Bezos also suggested that a color version of the Kindle is “multiple years away.”
“I’ve seen the color displays in the laboratory,” he said, according to online reports. “They’re not ready for prime time.”
Bezos originally launched the Kindle DX at a May 6 presentation at Pace University’s Michael Schimmel Center for the Arts, built on the site of the 19th century headquarters of The New York Times.
In addition to a larger, 9.7-inch gray-scale screen, the Kindle DX also features 3G wireless access, 3.3GB of storage and active PDF support. Certain functions from previous versions of the Kindle, such as the five-way controller, remain. It retails for $489.
During the unveiling of the Kindle DX, Bezos mentioned that Amazon.com had entered into agreements with three major newspapers and five textbook publishers to make their products available on the Kindle. Bezos further claimed that some 60 percent of textbooks on the market would be available through the device.
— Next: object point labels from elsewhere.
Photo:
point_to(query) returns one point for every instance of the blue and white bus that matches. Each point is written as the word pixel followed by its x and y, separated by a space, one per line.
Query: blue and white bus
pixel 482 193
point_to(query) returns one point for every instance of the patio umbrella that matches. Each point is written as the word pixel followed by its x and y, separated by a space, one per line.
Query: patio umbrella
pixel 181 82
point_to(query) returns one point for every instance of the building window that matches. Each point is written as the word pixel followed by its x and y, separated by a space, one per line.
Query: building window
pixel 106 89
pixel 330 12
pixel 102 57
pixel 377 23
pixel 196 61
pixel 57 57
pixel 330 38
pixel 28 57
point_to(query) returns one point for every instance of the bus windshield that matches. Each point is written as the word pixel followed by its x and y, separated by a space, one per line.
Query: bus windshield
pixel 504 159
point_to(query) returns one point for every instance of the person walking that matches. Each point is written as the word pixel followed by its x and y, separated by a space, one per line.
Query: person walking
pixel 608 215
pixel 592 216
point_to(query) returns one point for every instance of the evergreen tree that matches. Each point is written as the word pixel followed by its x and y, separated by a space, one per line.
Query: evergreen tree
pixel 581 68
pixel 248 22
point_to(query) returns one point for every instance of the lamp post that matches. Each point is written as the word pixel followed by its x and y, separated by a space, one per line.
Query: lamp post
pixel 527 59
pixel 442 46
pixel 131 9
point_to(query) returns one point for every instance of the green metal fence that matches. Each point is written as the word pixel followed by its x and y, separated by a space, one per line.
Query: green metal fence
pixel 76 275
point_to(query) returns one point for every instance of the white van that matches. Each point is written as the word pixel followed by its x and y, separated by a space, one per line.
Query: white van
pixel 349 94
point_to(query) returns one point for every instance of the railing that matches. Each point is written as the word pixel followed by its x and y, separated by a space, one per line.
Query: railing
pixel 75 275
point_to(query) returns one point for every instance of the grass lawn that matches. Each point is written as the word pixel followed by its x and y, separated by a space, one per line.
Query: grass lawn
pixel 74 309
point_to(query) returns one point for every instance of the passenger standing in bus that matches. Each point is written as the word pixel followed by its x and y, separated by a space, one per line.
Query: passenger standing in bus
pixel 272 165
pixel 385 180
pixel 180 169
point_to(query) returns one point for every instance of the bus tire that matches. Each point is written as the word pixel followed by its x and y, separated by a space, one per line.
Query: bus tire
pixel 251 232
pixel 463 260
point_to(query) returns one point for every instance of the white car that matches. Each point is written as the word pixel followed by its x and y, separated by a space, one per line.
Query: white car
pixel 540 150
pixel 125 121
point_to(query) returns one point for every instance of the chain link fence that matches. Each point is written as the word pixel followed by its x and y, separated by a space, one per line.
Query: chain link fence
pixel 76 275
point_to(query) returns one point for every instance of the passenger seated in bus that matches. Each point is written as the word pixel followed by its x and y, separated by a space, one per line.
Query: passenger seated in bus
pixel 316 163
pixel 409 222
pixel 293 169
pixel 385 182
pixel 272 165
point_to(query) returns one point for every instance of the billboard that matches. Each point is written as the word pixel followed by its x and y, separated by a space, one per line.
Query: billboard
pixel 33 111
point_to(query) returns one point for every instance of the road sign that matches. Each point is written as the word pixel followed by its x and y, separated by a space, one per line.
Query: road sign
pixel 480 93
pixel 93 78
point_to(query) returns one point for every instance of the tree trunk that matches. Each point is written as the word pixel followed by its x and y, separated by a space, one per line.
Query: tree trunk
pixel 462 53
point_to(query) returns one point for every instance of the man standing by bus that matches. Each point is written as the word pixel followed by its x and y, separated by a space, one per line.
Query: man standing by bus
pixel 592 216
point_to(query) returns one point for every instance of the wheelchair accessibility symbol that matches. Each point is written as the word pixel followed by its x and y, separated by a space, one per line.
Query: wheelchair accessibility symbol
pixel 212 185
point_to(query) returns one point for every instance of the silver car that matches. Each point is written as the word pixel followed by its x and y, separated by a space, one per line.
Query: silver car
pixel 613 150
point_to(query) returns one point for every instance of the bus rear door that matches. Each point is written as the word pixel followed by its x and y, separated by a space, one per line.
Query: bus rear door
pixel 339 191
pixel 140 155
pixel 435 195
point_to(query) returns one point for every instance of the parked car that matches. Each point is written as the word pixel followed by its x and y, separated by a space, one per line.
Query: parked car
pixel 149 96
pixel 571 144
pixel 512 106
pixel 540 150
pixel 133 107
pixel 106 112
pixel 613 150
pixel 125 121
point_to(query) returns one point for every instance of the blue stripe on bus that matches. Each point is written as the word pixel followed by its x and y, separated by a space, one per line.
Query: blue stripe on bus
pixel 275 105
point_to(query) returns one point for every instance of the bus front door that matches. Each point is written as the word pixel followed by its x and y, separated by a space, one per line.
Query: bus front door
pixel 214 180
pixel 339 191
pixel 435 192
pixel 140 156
The Kindle DX debut mirrored in many ways the rollout of the Kindle 2 e-reader at the Morgan Library and Museum in February, for which Bezos concluded his presentation by bringing best-selling author Stephen King onstage for a reading using the device.
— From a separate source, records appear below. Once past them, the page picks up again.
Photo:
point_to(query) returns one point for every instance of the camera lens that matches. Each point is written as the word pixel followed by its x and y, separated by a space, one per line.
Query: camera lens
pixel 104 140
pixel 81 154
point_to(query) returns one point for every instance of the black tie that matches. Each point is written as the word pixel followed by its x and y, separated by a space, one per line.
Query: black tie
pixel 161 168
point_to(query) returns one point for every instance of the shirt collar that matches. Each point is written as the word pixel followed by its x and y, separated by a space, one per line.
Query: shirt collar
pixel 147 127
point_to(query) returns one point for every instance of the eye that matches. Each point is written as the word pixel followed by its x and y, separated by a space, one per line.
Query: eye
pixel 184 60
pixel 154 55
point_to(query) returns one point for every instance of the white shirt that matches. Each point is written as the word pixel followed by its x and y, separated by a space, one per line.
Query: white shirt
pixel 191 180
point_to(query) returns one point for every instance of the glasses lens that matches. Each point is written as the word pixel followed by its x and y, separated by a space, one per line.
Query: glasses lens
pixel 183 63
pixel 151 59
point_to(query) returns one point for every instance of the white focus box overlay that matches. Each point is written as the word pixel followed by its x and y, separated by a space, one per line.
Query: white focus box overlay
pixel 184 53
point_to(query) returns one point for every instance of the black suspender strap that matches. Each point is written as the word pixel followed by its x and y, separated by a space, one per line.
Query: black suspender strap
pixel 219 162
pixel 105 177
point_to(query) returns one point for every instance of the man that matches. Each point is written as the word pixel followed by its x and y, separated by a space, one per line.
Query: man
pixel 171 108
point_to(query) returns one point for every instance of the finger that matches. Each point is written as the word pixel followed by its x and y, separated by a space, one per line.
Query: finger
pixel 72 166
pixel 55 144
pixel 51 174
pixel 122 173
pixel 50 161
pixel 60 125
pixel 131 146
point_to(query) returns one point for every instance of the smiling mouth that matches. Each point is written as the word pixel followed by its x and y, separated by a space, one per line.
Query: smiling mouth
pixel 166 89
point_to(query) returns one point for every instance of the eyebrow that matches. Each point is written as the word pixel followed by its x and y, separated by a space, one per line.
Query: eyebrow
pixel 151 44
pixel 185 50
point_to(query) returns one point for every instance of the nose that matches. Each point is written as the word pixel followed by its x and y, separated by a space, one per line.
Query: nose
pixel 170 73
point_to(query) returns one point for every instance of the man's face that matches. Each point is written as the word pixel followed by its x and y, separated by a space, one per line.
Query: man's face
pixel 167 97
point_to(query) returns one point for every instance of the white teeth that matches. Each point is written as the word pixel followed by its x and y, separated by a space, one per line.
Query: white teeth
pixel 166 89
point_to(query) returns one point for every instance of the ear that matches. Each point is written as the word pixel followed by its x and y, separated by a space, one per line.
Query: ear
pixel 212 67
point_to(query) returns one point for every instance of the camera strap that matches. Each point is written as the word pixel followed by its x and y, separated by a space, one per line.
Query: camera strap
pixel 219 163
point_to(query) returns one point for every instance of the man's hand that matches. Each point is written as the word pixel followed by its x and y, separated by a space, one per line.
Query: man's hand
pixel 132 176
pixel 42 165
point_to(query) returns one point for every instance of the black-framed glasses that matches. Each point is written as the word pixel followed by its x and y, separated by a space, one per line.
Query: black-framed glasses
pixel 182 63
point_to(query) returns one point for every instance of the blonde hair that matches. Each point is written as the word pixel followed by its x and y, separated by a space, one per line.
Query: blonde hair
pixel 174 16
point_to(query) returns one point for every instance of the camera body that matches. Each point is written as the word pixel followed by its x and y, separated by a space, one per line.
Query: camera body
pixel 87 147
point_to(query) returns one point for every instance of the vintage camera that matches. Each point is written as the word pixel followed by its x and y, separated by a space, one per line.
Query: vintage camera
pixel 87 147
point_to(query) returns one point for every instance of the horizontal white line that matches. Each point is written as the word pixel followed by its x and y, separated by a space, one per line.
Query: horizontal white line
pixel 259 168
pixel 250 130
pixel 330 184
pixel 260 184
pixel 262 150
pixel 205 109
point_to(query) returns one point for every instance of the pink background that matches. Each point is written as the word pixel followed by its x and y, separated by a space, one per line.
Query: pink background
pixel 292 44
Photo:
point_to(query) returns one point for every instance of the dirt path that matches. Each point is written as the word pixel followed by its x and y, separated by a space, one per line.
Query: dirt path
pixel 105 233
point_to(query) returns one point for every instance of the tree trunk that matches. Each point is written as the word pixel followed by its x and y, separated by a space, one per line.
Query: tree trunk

Analysts have predicted some massive sales numbers for the Kindle devices. Doug Anmuth of Barclays Capital estimated that the device would rack up $1.2 billion in sales in 2010 and $3.7 billion in 2012, eventually encompassing some 10 percent of Amazon.com’s total sales and profits.
Bezos had previously mentioned that Kindle-related sales brought in 35 percent of the company’s book-related revenue.
The rollout of the device has led to some conflict, however, most notably when The Authors Guild complained in March that the Kindle 2’s text-to-speech feature, which reads onscreen text out loud, could steal revenue from audio books. Although the Guild never followed up with a lawsuit, Amazon.com made the decision to disable the feature in the Kindle 2. With the Kindle DX, the feature was preemptively modified, giving a publisher the ability to disable it for certain books.
Not to take a challenge lying down, Sony made a countermove in March by lowering the price of its own PRS-700 Reader to $350, compared with $359 for the Kindle 2. Simultaneously, Google and Sony announced that the search engine company’s public-domain e-books would be available through the Sony device, doubling its library size to 600,000 volumes, over twice the size of Amazon.com’s.